A secondary aluminum company has begun licensing a technology to reduce impurities in molten recycled aluminum, according to the REMADE Institute. 

The REMADE Institute, a research organization funded partly by the U.S. Department of Energy, announced that a REMADE-funded R&D contractor, Phinix LLC, has begun licensing its scrap aluminum purifying technology to an unnamed recycling company. 

In an interview with Resource Recycling, Subodh Das, CEO of Clayton, Mo.-based Phinix, said his company’s technology retrofits existing aluminum recycling furnaces and allows them to reduce the level of impurities so the scrap can be used in the desired end applications. The technology works on UBCs and other forms of aluminum scrap. 

Phinix provided a general license, which means it can still offer the technology to other aluminum recyclers, he said. He’s under a non-disclosure agreement and can’t identify the licensee.

“The idea is to diffuse the technology to as many secondary aluminum scrap processors as possible,” he said. 

Pure aluminum is used in a very limited number of demanding applications. Das explained that most aluminum in commercial use contains six elements in varying proportions: copper, iron, magnesium, manganese, silicon and zinc. Other than aluminum, the main elements in UBCs are iron, magnesium and silicon. Iron and silicon are present in bauxite, the virgin source of aluminum, and higher levels of magnesium are added to produce the rigidity needed in the can lids and tabs. 

But the amount of each in scrap may not match what’s needed in the recycled-content product, so aluminum recycling companies will typically dilute the alloys by adding virgin aluminum, which is expensive and carbon intensive, Das noted.

Phinix’s technology, for which the company has applied for a patent, reduces the level of the alloying metals in molten metals to produce a recycled aluminum that meets virgin specs for use in beverage cans, vehicles or other uses. Das’ company is working to scale up testing on all types of furnaces. 

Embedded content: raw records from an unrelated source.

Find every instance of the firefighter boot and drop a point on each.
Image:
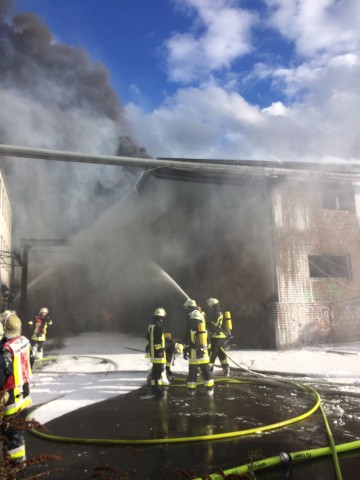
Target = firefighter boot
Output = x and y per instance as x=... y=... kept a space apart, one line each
x=226 y=370
x=169 y=374
x=210 y=391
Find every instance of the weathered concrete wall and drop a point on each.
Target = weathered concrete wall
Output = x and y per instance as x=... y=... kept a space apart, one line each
x=313 y=310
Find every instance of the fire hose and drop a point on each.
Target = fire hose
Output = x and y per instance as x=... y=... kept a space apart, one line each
x=282 y=458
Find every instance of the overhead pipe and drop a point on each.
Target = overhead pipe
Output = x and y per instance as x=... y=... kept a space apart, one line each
x=220 y=167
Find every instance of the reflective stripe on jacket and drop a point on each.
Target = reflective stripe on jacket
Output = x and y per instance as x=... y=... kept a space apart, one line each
x=157 y=342
x=41 y=325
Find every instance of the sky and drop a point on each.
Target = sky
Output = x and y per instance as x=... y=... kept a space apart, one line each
x=225 y=79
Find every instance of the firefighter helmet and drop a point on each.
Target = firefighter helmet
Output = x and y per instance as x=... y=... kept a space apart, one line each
x=210 y=302
x=12 y=326
x=5 y=314
x=196 y=315
x=179 y=348
x=160 y=312
x=190 y=303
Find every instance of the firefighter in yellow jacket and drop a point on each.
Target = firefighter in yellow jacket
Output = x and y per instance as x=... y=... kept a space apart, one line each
x=15 y=391
x=42 y=321
x=219 y=330
x=196 y=351
x=156 y=339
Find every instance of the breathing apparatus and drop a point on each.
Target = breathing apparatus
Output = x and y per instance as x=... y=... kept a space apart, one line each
x=201 y=327
x=228 y=321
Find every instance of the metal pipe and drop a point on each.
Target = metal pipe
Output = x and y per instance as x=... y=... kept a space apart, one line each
x=219 y=167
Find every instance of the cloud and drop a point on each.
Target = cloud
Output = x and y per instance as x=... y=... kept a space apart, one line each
x=313 y=90
x=317 y=26
x=221 y=34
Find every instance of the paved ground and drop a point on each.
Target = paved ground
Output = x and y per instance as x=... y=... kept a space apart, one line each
x=235 y=406
x=238 y=405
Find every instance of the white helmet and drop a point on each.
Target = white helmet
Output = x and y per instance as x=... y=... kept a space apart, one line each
x=160 y=312
x=210 y=302
x=190 y=303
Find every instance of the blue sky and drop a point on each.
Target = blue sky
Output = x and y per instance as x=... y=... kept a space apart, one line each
x=256 y=79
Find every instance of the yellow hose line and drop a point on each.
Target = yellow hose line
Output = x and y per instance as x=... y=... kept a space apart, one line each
x=284 y=459
x=198 y=438
x=333 y=448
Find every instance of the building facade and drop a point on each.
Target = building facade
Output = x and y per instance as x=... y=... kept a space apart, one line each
x=278 y=245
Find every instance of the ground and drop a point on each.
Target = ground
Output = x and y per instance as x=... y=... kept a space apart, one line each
x=107 y=399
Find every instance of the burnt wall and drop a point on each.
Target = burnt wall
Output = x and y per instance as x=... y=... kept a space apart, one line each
x=213 y=239
x=323 y=309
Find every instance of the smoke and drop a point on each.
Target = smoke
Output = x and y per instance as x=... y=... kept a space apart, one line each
x=54 y=96
x=122 y=249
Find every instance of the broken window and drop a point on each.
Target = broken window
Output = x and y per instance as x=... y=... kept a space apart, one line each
x=325 y=266
x=338 y=197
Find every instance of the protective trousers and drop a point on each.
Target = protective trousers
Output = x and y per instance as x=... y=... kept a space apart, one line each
x=12 y=431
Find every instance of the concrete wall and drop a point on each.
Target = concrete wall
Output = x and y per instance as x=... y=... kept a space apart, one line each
x=312 y=310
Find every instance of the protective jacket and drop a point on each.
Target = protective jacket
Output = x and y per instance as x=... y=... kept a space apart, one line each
x=156 y=340
x=17 y=360
x=41 y=325
x=215 y=322
x=196 y=348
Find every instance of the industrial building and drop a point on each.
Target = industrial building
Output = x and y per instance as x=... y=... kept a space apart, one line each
x=277 y=243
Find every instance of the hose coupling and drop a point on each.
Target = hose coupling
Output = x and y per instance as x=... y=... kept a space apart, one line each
x=285 y=457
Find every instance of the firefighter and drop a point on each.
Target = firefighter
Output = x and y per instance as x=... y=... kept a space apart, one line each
x=2 y=359
x=173 y=348
x=42 y=321
x=156 y=339
x=196 y=351
x=7 y=298
x=219 y=332
x=15 y=392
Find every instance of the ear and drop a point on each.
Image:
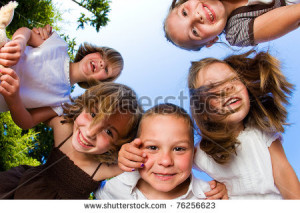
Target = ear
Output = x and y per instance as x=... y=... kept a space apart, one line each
x=211 y=42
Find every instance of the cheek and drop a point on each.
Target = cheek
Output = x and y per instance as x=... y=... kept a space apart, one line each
x=185 y=162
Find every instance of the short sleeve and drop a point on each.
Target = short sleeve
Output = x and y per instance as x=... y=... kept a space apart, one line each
x=239 y=31
x=270 y=137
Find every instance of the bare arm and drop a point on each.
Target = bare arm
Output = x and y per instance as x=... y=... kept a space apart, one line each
x=24 y=118
x=276 y=23
x=284 y=176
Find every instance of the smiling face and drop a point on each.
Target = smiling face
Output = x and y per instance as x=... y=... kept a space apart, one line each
x=196 y=22
x=169 y=148
x=236 y=94
x=93 y=66
x=98 y=138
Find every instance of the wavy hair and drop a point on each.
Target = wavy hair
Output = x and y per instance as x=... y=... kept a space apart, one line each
x=268 y=92
x=112 y=57
x=106 y=99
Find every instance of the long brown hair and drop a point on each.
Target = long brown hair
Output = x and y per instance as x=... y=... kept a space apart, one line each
x=112 y=57
x=106 y=99
x=268 y=92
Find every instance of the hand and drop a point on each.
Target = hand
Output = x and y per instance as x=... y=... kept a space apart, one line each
x=131 y=157
x=218 y=191
x=44 y=32
x=9 y=85
x=11 y=52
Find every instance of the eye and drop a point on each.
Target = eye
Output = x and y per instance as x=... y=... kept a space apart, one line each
x=93 y=114
x=195 y=33
x=179 y=149
x=152 y=147
x=106 y=70
x=109 y=132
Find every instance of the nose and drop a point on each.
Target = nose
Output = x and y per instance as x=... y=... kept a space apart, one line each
x=166 y=159
x=94 y=130
x=198 y=15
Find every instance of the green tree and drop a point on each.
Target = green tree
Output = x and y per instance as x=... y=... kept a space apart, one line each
x=99 y=10
x=32 y=146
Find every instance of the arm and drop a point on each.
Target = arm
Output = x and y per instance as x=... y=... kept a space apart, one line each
x=218 y=191
x=276 y=23
x=24 y=118
x=11 y=52
x=284 y=176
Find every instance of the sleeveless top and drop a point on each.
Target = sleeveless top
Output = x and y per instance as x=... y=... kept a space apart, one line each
x=59 y=178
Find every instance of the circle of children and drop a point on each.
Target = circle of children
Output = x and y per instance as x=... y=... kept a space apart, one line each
x=237 y=106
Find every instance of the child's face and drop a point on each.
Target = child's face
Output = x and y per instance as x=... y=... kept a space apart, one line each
x=98 y=138
x=93 y=66
x=167 y=143
x=196 y=22
x=236 y=90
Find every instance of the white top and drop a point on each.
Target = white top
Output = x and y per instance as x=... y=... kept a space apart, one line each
x=288 y=2
x=249 y=175
x=44 y=75
x=123 y=187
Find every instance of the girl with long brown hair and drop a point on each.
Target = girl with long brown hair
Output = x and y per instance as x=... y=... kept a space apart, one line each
x=238 y=105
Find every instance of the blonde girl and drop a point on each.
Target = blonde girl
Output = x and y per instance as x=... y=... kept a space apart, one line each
x=238 y=105
x=86 y=145
x=41 y=74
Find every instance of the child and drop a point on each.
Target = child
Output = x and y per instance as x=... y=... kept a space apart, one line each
x=41 y=78
x=166 y=137
x=238 y=106
x=192 y=24
x=85 y=147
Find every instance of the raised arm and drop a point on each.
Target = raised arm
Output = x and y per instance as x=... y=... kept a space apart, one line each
x=24 y=118
x=11 y=52
x=276 y=23
x=284 y=176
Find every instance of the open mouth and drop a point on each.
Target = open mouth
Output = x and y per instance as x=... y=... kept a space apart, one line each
x=232 y=101
x=209 y=13
x=93 y=66
x=82 y=141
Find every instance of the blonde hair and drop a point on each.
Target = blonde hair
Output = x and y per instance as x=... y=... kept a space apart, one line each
x=171 y=110
x=268 y=92
x=110 y=55
x=106 y=99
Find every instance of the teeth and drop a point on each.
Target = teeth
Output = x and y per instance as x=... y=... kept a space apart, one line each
x=232 y=101
x=209 y=13
x=83 y=141
x=162 y=175
x=93 y=64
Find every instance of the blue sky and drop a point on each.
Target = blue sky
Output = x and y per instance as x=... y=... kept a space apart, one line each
x=157 y=70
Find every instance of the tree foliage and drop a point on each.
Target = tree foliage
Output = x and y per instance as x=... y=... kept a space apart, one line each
x=99 y=10
x=31 y=147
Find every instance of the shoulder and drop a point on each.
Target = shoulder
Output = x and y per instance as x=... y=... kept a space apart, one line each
x=118 y=187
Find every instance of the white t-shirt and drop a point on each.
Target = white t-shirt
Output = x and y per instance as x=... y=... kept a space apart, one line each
x=44 y=75
x=123 y=187
x=249 y=175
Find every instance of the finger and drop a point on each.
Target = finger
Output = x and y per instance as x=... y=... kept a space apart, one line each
x=125 y=168
x=212 y=184
x=7 y=63
x=35 y=30
x=9 y=72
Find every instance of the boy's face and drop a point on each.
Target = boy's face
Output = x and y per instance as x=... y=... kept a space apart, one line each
x=196 y=23
x=167 y=143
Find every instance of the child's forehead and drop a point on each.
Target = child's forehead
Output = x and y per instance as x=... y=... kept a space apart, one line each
x=214 y=73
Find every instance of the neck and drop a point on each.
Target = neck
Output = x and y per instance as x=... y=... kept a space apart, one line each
x=75 y=76
x=231 y=5
x=153 y=194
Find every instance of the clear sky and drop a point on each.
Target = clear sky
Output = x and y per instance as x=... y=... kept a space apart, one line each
x=157 y=70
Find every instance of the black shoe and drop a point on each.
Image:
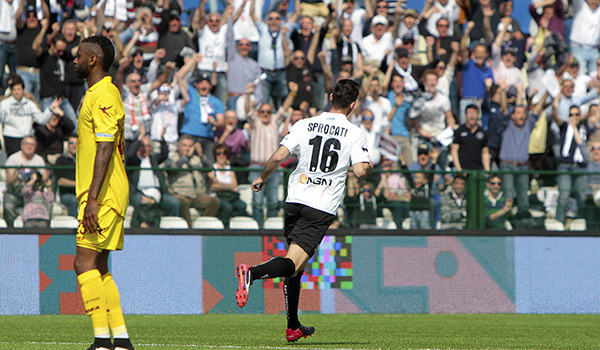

“For us to be useful, we want to try that in all commercially available melting practices,” he said. 

The technology stems from a research project funded by REMADE starting in 2020. The project, titled “Selective Recovery of Elements from Molten Aluminum Alloys,” involved Phinix LLC, Worcester Polytechnic Institute, Kingston Process Metallurgy, Smelter Service Corporation and Certified Flux Solutions LLC. According to REMADE, the research project is still in progress, led by Das and overseen by REMADE’s tech team.